I understand that when I make a profit on foreign currency exchanges in excess of $200, I need to pay capital gains to the IRS.

However, it isn't entirely clear to me when I am considered to have completed such a transaction.

I am a US national and previously resided in Country A, where I kept a local savings account in currency A (from local wages paid to me in this currency). I have since moved to Country B. I want to transfer my savings from Country A in Currency A to Country B in Currency B. Neither currency is USD, and I didn't earn the money in USD. In such a case, will I owe capital gains tax on the difference between when I first acquired Currency A, and the rate its worth now against USD? Or since I am still not converting my savings to USD, do I not owe capital gains on it?

If I were to use some of my savings to purchase something abroad, would I then owe capital gains even though I have not involved USD (since the value of my savings in Currency A has appreciated against USD over the years)?

2 Answers 2


A capital gain occurs when you buy something for $10 and sell that thing for $11. In such a scenario you would have a capital gain of $1; on which you would owe taxes.

You're describing a one way exchange.

  • If you are exchanging 100 Euros for $114 (or whatever) that's not a capital gain event.

  • If you exchange 1,000 Danish Krones for 130 Euros for $150 that's still not a capital gain event.

  • Exchanging $100 for 656 Danish Krones is not a gain of 556, that's just an exchange.

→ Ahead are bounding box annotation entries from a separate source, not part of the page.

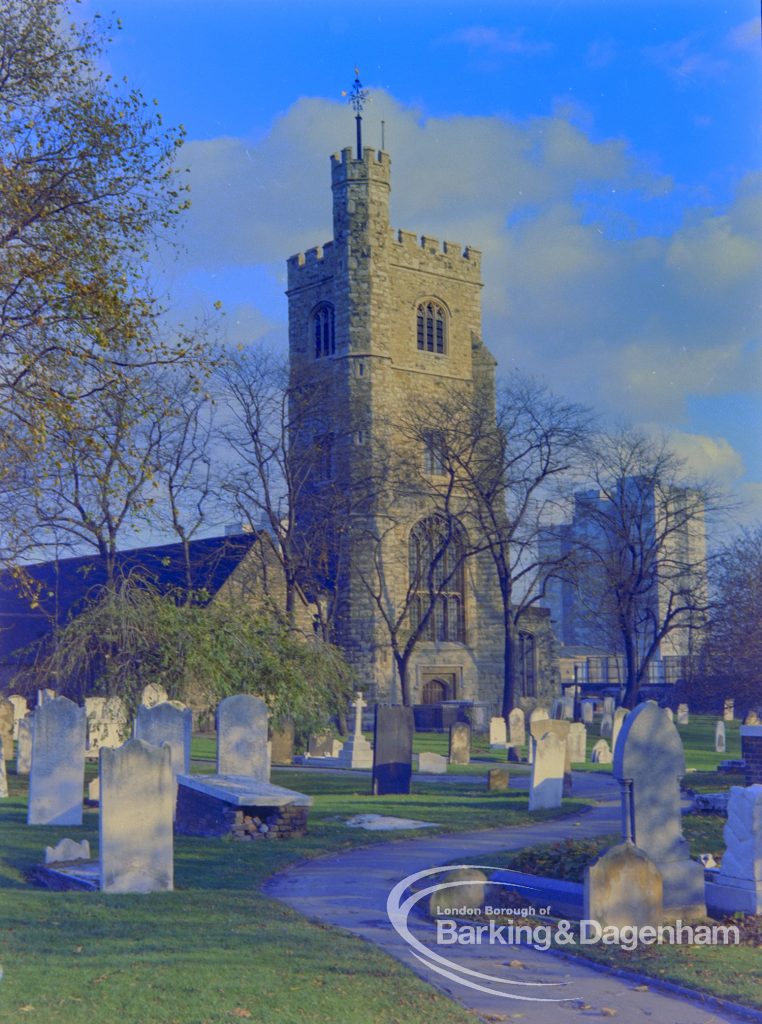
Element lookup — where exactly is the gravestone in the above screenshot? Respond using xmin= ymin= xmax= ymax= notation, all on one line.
xmin=613 ymin=700 xmax=707 ymax=920
xmin=490 ymin=716 xmax=508 ymax=746
xmin=8 ymin=693 xmax=29 ymax=739
xmin=0 ymin=739 xmax=8 ymax=798
xmin=45 ymin=839 xmax=90 ymax=864
xmin=585 ymin=843 xmax=664 ymax=928
xmin=27 ymin=697 xmax=87 ymax=825
xmin=0 ymin=697 xmax=15 ymax=761
xmin=448 ymin=722 xmax=471 ymax=765
xmin=526 ymin=708 xmax=550 ymax=764
xmin=611 ymin=708 xmax=630 ymax=751
xmin=486 ymin=768 xmax=510 ymax=793
xmin=707 ymin=784 xmax=762 ymax=914
xmin=372 ymin=705 xmax=415 ymax=797
xmin=508 ymin=708 xmax=526 ymax=746
xmin=418 ymin=751 xmax=448 ymax=775
xmin=140 ymin=683 xmax=169 ymax=708
xmin=338 ymin=690 xmax=373 ymax=768
xmin=16 ymin=716 xmax=32 ymax=775
xmin=99 ymin=739 xmax=175 ymax=893
xmin=530 ymin=723 xmax=566 ymax=811
xmin=307 ymin=732 xmax=335 ymax=758
xmin=135 ymin=701 xmax=194 ymax=778
xmin=217 ymin=693 xmax=269 ymax=782
xmin=566 ymin=722 xmax=587 ymax=765
xmin=715 ymin=720 xmax=725 ymax=754
xmin=590 ymin=739 xmax=613 ymax=765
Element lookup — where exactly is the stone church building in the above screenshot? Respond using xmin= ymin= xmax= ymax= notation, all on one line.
xmin=287 ymin=147 xmax=558 ymax=713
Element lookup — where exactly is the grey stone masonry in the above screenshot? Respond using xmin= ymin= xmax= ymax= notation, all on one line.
xmin=27 ymin=697 xmax=87 ymax=825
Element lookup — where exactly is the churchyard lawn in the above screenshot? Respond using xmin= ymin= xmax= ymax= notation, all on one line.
xmin=0 ymin=740 xmax=581 ymax=1024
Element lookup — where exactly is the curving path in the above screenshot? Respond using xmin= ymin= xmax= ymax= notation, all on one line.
xmin=264 ymin=773 xmax=743 ymax=1024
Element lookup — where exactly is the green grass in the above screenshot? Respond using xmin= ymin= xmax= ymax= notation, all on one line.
xmin=0 ymin=757 xmax=580 ymax=1024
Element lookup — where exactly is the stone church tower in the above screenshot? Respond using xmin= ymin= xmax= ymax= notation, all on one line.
xmin=287 ymin=147 xmax=548 ymax=712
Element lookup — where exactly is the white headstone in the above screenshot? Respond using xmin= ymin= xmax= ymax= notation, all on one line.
xmin=715 ymin=720 xmax=725 ymax=754
xmin=8 ymin=693 xmax=29 ymax=739
xmin=566 ymin=722 xmax=587 ymax=765
xmin=140 ymin=683 xmax=169 ymax=708
xmin=490 ymin=716 xmax=508 ymax=746
xmin=613 ymin=700 xmax=706 ymax=915
xmin=590 ymin=739 xmax=613 ymax=765
xmin=508 ymin=708 xmax=526 ymax=746
xmin=335 ymin=690 xmax=373 ymax=768
xmin=217 ymin=693 xmax=269 ymax=782
xmin=530 ymin=732 xmax=566 ymax=811
xmin=100 ymin=739 xmax=175 ymax=893
xmin=611 ymin=708 xmax=630 ymax=751
xmin=27 ymin=697 xmax=87 ymax=825
xmin=16 ymin=715 xmax=32 ymax=775
xmin=707 ymin=784 xmax=762 ymax=914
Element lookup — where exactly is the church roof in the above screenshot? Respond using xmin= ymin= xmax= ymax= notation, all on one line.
xmin=0 ymin=534 xmax=256 ymax=664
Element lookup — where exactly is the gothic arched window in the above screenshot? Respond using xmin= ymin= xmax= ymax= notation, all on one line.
xmin=408 ymin=516 xmax=466 ymax=643
xmin=312 ymin=302 xmax=336 ymax=359
xmin=416 ymin=299 xmax=448 ymax=355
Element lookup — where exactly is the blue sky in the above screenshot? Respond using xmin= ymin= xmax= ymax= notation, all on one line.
xmin=98 ymin=0 xmax=762 ymax=521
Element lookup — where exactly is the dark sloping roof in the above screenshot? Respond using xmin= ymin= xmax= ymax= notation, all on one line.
xmin=0 ymin=534 xmax=256 ymax=664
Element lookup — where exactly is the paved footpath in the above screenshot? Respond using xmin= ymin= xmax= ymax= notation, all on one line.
xmin=264 ymin=772 xmax=740 ymax=1024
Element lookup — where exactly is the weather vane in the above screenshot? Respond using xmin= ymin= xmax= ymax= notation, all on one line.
xmin=341 ymin=68 xmax=368 ymax=160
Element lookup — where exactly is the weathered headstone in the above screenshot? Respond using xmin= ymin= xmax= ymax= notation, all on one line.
xmin=8 ymin=693 xmax=29 ymax=739
xmin=508 ymin=708 xmax=526 ymax=746
xmin=217 ymin=693 xmax=269 ymax=782
xmin=448 ymin=722 xmax=471 ymax=765
xmin=715 ymin=720 xmax=725 ymax=754
xmin=140 ymin=683 xmax=169 ymax=708
xmin=611 ymin=708 xmax=630 ymax=751
xmin=45 ymin=839 xmax=90 ymax=864
xmin=27 ymin=697 xmax=87 ymax=825
xmin=135 ymin=701 xmax=194 ymax=777
xmin=486 ymin=768 xmax=510 ymax=793
xmin=339 ymin=690 xmax=373 ymax=768
xmin=530 ymin=732 xmax=566 ymax=811
xmin=613 ymin=700 xmax=707 ymax=919
xmin=16 ymin=716 xmax=32 ymax=775
xmin=566 ymin=722 xmax=587 ymax=765
xmin=490 ymin=716 xmax=508 ymax=746
xmin=590 ymin=739 xmax=613 ymax=765
xmin=585 ymin=843 xmax=664 ymax=928
xmin=707 ymin=784 xmax=762 ymax=914
xmin=0 ymin=697 xmax=15 ymax=761
xmin=270 ymin=719 xmax=294 ymax=765
xmin=372 ymin=705 xmax=415 ymax=797
xmin=99 ymin=739 xmax=175 ymax=893
xmin=0 ymin=739 xmax=8 ymax=798
xmin=418 ymin=751 xmax=448 ymax=775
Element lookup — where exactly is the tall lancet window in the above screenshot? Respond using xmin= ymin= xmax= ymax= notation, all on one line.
xmin=416 ymin=299 xmax=448 ymax=355
xmin=312 ymin=302 xmax=336 ymax=359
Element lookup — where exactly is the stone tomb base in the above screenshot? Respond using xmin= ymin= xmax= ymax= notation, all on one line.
xmin=175 ymin=775 xmax=312 ymax=841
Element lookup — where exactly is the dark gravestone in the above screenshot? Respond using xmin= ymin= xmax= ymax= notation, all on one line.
xmin=373 ymin=705 xmax=414 ymax=797
xmin=613 ymin=700 xmax=707 ymax=919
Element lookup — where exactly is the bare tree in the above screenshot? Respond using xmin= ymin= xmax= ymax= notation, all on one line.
xmin=561 ymin=429 xmax=723 ymax=708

For a capital gain you need two transactions.

  • If exchange $150 for 130 Euros, then a few days later exchange the 130 Euros for $200 dollars, that's a capital gain of $50, which is taxable (assuming you're subject to US taxation obviously).

I've never heard of an expat getting nailed for this, but...

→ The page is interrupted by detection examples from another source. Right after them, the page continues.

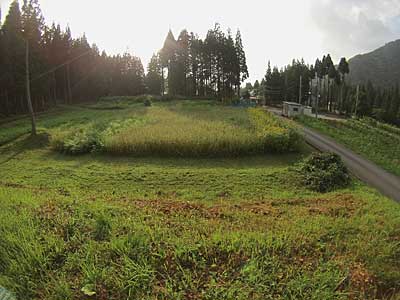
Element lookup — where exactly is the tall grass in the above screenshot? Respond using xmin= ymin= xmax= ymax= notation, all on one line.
xmin=51 ymin=102 xmax=302 ymax=157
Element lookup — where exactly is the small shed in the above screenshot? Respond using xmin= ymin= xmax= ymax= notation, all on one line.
xmin=282 ymin=102 xmax=303 ymax=118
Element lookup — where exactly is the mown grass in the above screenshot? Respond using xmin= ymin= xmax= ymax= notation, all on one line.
xmin=298 ymin=117 xmax=400 ymax=176
xmin=0 ymin=102 xmax=400 ymax=299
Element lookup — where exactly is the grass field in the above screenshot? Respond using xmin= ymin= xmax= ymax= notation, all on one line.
xmin=299 ymin=117 xmax=400 ymax=176
xmin=47 ymin=101 xmax=302 ymax=157
xmin=0 ymin=102 xmax=400 ymax=299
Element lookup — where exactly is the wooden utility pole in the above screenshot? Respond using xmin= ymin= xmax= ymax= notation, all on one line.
xmin=315 ymin=75 xmax=319 ymax=119
xmin=67 ymin=63 xmax=72 ymax=104
xmin=354 ymin=84 xmax=360 ymax=115
xmin=299 ymin=75 xmax=303 ymax=104
xmin=25 ymin=39 xmax=36 ymax=136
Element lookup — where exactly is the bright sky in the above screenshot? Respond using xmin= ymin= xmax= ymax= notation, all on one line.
xmin=0 ymin=0 xmax=400 ymax=81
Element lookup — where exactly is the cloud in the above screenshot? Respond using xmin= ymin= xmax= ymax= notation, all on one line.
xmin=311 ymin=0 xmax=400 ymax=59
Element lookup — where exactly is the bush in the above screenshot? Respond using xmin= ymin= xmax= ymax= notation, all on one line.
xmin=144 ymin=98 xmax=151 ymax=107
xmin=300 ymin=153 xmax=350 ymax=193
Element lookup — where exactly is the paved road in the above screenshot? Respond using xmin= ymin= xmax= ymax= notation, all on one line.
xmin=304 ymin=128 xmax=400 ymax=202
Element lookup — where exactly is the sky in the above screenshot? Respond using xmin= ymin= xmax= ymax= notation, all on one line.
xmin=0 ymin=0 xmax=400 ymax=81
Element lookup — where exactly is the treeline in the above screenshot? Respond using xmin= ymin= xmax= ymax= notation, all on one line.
xmin=0 ymin=0 xmax=145 ymax=116
xmin=146 ymin=24 xmax=249 ymax=100
xmin=0 ymin=0 xmax=248 ymax=116
xmin=255 ymin=54 xmax=400 ymax=125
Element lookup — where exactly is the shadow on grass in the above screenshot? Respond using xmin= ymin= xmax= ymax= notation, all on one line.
xmin=0 ymin=132 xmax=50 ymax=165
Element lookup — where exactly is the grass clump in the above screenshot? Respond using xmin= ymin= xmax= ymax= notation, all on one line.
xmin=300 ymin=153 xmax=351 ymax=193
xmin=50 ymin=124 xmax=104 ymax=154
xmin=249 ymin=108 xmax=303 ymax=153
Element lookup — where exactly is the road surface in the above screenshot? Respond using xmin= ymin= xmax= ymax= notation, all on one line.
xmin=303 ymin=127 xmax=400 ymax=202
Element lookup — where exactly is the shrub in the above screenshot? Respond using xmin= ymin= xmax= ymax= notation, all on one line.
xmin=93 ymin=215 xmax=111 ymax=241
xmin=300 ymin=153 xmax=350 ymax=193
xmin=144 ymin=98 xmax=151 ymax=107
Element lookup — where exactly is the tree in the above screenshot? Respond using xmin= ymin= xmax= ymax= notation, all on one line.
xmin=160 ymin=30 xmax=179 ymax=95
xmin=235 ymin=30 xmax=249 ymax=96
xmin=338 ymin=57 xmax=350 ymax=109
xmin=146 ymin=54 xmax=162 ymax=95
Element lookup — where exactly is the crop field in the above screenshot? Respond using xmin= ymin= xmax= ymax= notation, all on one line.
xmin=0 ymin=99 xmax=400 ymax=299
xmin=299 ymin=117 xmax=400 ymax=176
xmin=46 ymin=101 xmax=302 ymax=157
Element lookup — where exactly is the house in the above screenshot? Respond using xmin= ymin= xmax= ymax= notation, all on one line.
xmin=282 ymin=102 xmax=304 ymax=118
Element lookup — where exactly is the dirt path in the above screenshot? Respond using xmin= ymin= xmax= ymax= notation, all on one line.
xmin=304 ymin=128 xmax=400 ymax=202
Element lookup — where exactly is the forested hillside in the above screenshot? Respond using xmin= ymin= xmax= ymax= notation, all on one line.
xmin=349 ymin=40 xmax=400 ymax=87
xmin=0 ymin=0 xmax=248 ymax=116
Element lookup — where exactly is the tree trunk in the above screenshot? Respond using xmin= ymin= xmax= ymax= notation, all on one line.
xmin=25 ymin=40 xmax=36 ymax=136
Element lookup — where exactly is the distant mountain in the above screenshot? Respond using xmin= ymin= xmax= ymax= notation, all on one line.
xmin=348 ymin=40 xmax=400 ymax=87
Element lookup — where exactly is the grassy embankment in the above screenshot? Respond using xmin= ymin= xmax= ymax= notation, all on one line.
xmin=298 ymin=117 xmax=400 ymax=176
xmin=0 ymin=102 xmax=400 ymax=299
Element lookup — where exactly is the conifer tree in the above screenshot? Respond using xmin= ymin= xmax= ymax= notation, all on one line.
xmin=146 ymin=54 xmax=162 ymax=95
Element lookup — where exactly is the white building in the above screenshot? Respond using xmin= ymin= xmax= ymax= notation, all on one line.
xmin=282 ymin=102 xmax=312 ymax=118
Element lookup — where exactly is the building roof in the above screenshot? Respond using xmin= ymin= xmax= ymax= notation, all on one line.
xmin=283 ymin=102 xmax=302 ymax=106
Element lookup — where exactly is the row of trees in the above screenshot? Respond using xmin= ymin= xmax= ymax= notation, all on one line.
xmin=146 ymin=24 xmax=249 ymax=99
xmin=258 ymin=54 xmax=400 ymax=124
xmin=0 ymin=0 xmax=145 ymax=115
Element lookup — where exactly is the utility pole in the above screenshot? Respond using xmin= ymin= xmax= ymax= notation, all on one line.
xmin=67 ymin=63 xmax=72 ymax=104
xmin=299 ymin=75 xmax=303 ymax=104
xmin=354 ymin=84 xmax=360 ymax=116
xmin=285 ymin=72 xmax=288 ymax=102
xmin=25 ymin=39 xmax=36 ymax=136
xmin=315 ymin=75 xmax=319 ymax=119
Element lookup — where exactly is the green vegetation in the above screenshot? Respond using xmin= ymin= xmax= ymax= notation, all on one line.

Technically the earlier response is incorrect. If you get paid in a foreign currency and it's worth, say US$100 at the time, then ANY WAY in which you get rid of that currency you are technically supposed to consider that a "sale". If you acquire, say, British pounds worth US$100, and then a month later spend EXACTLY that amount of British pounds, in pounds, in Britain, and it's currently worth US$102, then you've made a $2 profit that, in theory, is taxable. All by itself it wouldn't be, because it is under the $200 "vacation exception" that also applies to expats, but to the extent that this $2 profit contributes to going over the $200 limit, then yes, it's taxable.

The important point is no actual "exchange" needs to be involved. Under the law, acquiring a foreign currency and getting rid of the foreign currency-- in ANY way you do so-- are two moments in time in which you are technically required to price the foreign currency in US$.

But I don't worry about it, because I've spent some time looking and still have never found a case in which an expat was nailed for this. And frankly, it's not realistic that we're going to follow the letter of the law here-- making note of the exchange rate every time we spend, e.g., 80 cents on a candy bar. But yeah, technically it's the law.